E, o mais incrível é que o cidadão que constituiu uma empresa e esta foi a “falência”, fica livre para constituir outra sociedade empresária (empresa).
Agora voltemos ao caso Ita.
A Ita é o braço da Viação Itapemirim S.A., uma empresa que era quase que hegemônica no transporte rodoviário de pessoas, que foi fundada em 1953 e sobreviveu bem até o início dos anos 2015.
Deste ano em diante, a empresa meio que ficou parada nos anos 1970 e foi ultrapassada pelas novas empresas que foram surgindo.
Some-se a isso o fato de que seus sócios, vivendo exclusivamente da Itapemirim, mantiveram um padrão de vida pessoal que não condizia com a realidade da empresa.
O resultado foi o óbvio, em 2016 a empresa entrou com um pedido de recuperação judicial junto a Justiça do Estado de São Paulo.
Este artifício é legal na legislação brasileira pra empresas que não estão conseguindo cumprir com suas obrigações trabalhistas e com seus credores, sendo imposto uma série de condições para que saia da situação de insolvência para a condição de solvência.
Passados um pouco mais de 4 anos, a empresa continua em recuperação judicial, com credores pedindo na justiça o afastamento do seu presidente por incompetência administrativa durante a recuperação judicial, com funcionário buscando a justiça trabalhista para recebe valores que foram acordados, e mais ainda, sem pagar os salários dos funcionários em dia e sem o recolhimento do FGTS (Fundo de Garantia por Tempo de Serviços) destes.
Nesse cenário caótico, os sócios resolvem constituir uma empresa de transporte de pessoas via aérea.
Para a realização do “sonho” (eu diria do pesadelo), foram adquiridos 4 aviões Airbus A320; pelo que sei, as empresas estrangeiras não iriam vender 4 aviões para uma empresa em recuperação judicial por preço baixo ou financiado.
Outra forma para a obtenção de tais aviões é por meio de financiamento público através do BNDES (Banco Nacional de Desenvolvimento Econômico e Social).
Confesso que não tenho a informação de qual foi a forma como as aeronaves foram adquiridas, mas foram!

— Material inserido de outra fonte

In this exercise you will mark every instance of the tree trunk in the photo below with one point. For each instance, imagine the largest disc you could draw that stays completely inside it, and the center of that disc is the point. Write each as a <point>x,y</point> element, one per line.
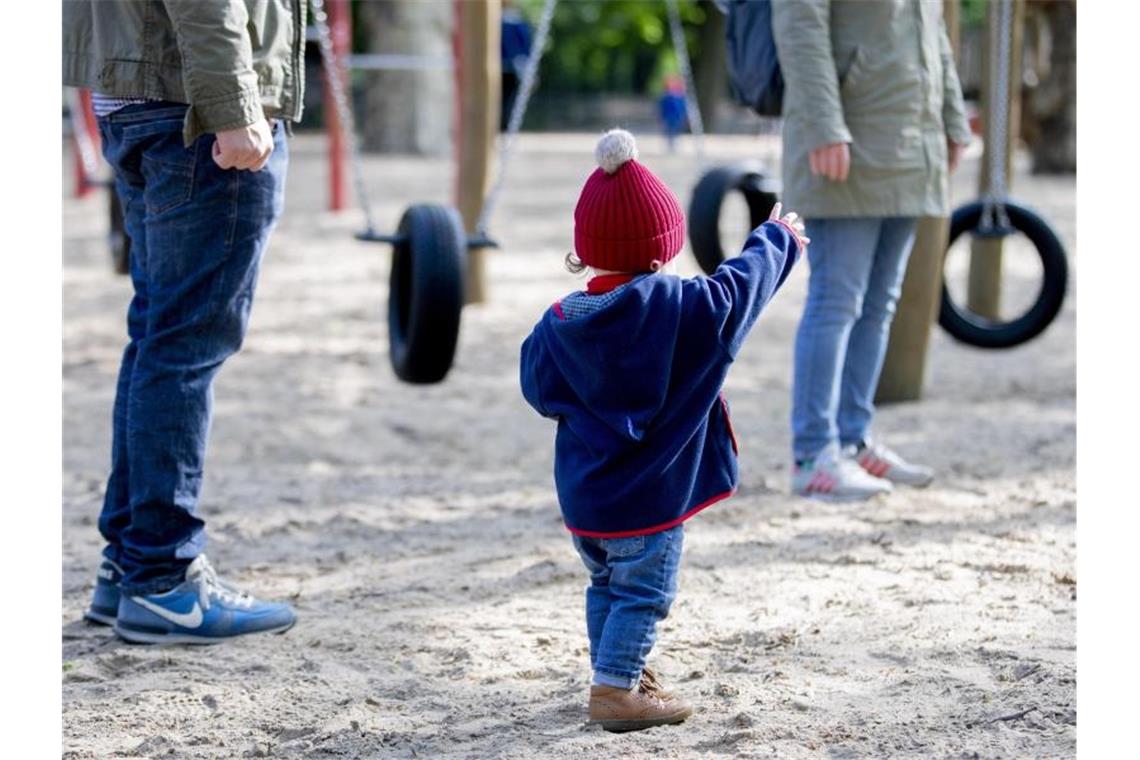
<point>709,68</point>
<point>407,111</point>
<point>1049,111</point>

Eu apostaria que foi via segunda opção.
O que é um absurdo, é que mesmo diante da recuperação judicial, os órgãos competentes, como Juntas Comerciais e a ANAC (Agência Nacional de Aviação Civil permitiram que se fosse constituída a empresa.
A realidade é que, pouco mais de seis meses após o início de suas operações em junho de 2021, a Ita ou Itapemirim, deixou de operar seus voos de um minuto para outro, deixando centenas de consumidores nos aeroportos com passagens nas mãos, mas sem aviões para voar.

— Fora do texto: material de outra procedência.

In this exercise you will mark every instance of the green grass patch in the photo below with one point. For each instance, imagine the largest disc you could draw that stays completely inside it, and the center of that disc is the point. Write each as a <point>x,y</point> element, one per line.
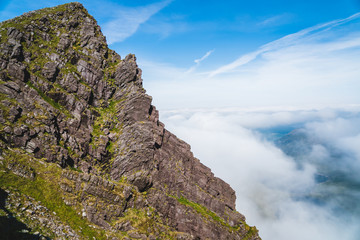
<point>45,188</point>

Ou fazemos uma revisão geral na legislação brasileira, ou teremos mais e mais casos como este da Itapemirim, que se aventurou, como tantos outros, no verdadeiro sentido do meme que circula nas redes sociais; constitui-se a empresa BELEZA e PACIÊNCIA, ou seja, se der certo BELEZA, se não der certo PACIÊNCIA.
Quando se criou a Itapemirim, que na língua tupi-guarani que dizer “pedra pequena”, a ideia era exatamente esta, que ela fosse uma pequena pedra para transportar pessoas via terrestre; mas agora em 2021, pensaram que a pedra pequena poderia ser uma rocha, o que não foi e morreu ainda curumim sem nem completar um ano de vida.
José Salatiel Cordeiro Ramalho
Bacharel em Direito e em História com Pós-Graduação em História do Brasil
Gr.˙. 17
17 de dezembro de 2021
É o puro retrato de um país fadado ao fracasso institucional, onde uma falta de controle pelas agências "reguladoras" deixa e muito a desejar!